Problem Set

write a function that will produce a sample of random variable that is distributed as follows:

\[ f(x) = \left\{ \begin{array}{1 1} x \quad 0 \leq x < 1 \\ 2-x \quad 1 \leq x \leq 2 \end {array} \right. \]

This function can be simply defined as below, which can be later used in R’s built in ‘sample’ method to generate samples

fun1 <- function(x){
    if(0 <= x && x <= 2){
        if(x <= 1){
            return(x)
        } else {
            return(2-x)
        }
    }
}

However, let’s use the Inverse Sampling Technique here, to generate samples :

Create an inverse cdf function for this distribution:

Anti-derivative for the above function is:

\[ F(x) = \left\{ \begin{array}{1 1} \frac{x^2}{2} \quad 0 \leq x < 1 \\ 2x - \frac{x^2}{2} \quad 1 \leq x \leq 2 \end{array} \right. \]

The inverse of the anti-derivative: \[ F^{-1}(x) = \left\{ \begin{array}{1 1} \sqrt{2y} \quad 0 \leq y < \frac{1}{2} \\ 2 - \sqrt{2(1 - y)} \quad \frac{1}{2} \leq y \leq 1 \end{array} \right. \]

The Inverse CDF function:

inverseCDF <- function(y){
  resp <- 0
  if (0 <= y &&  y <= 1) {
    if ( y <= 0.5) {
      resp = (sqrt(2*y))
    } else {
      resp = (2 - sqrt(2 * (1-y)) )
    }
  }
  else  {
    resp = 0 # Out of range !
  }
  return (resp)
}

Lets apply the above inverse cdf function to a vector of randomly selected values between 0 and 1, and plot those data points.

require(ggplot2)
## Loading required package: ggplot2
sample.data <- data.frame(X = sapply(runif(10000), inverseCDF))
print(head(sample.data))
##           X
## 1 0.2141388
## 2 1.2601801
## 3 0.9503347
## 4 1.6469374
## 5 1.4754035
## 6 1.6479129
ggplot(data = sample.data, aes(sample.data$X)) + geom_histogram(binwidth=.05) + ggtitle("Triangular PDF")

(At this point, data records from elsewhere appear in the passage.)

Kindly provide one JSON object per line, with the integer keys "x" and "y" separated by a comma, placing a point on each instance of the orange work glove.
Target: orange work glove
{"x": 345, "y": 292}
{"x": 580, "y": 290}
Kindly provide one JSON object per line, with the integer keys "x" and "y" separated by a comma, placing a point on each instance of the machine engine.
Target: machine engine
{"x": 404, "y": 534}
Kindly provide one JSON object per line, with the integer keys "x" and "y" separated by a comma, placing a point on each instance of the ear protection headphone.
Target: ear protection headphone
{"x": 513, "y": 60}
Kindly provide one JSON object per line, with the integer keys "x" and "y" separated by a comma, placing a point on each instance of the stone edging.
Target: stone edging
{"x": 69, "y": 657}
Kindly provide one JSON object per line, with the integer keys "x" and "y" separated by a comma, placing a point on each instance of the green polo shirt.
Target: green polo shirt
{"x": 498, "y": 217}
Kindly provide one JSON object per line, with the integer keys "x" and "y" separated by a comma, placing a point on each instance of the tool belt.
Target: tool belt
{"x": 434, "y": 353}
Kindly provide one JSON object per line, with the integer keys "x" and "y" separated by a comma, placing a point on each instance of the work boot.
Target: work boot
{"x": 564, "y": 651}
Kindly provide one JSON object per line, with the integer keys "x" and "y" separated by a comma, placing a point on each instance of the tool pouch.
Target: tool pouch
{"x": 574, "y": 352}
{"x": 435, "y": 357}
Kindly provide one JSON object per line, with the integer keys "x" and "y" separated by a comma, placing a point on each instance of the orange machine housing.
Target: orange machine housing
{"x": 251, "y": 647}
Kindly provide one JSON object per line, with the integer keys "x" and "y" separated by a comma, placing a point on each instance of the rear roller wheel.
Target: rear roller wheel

Now, write a function (using R) that will produce a sample of random variable that is distributed as follows:

\[ f(x) = \left\{ \begin{array}{1 1} 1-x \quad 0 \leq x \leq 1 \\ x-1 \quad 1 < x \leq 2 \end {array} \right. \]

fun2 <- function(x) {
  resp <- 0
  if (0 <= x && x <= 2) {
    if (x <= 1) {
      resp <- (1 - x)
    }
    else {
      resp <- (x - 1)
    }
  }
  
  return (resp)
}

First create a vector of probabilities using the above function.And use that as ‘prob’ for R-built in function ‘sample’, and plot.

#simply, create vector of values between 0 and 2
x <- seq(from = 0, to = 2, length.out = 10000)

#create vector of probabilities, which can be used later for sampling.
funx.prob <- sapply(x, fun2)

#Now, create a sample
sample.df <- data.frame(X = sample(x, 10000, replace=TRUE, prob=funx.prob))
ggplot(sample.df, aes(sample.df$X)) + geom_histogram(binwidth=.05) + ggtitle("Inverted Traingular PDF")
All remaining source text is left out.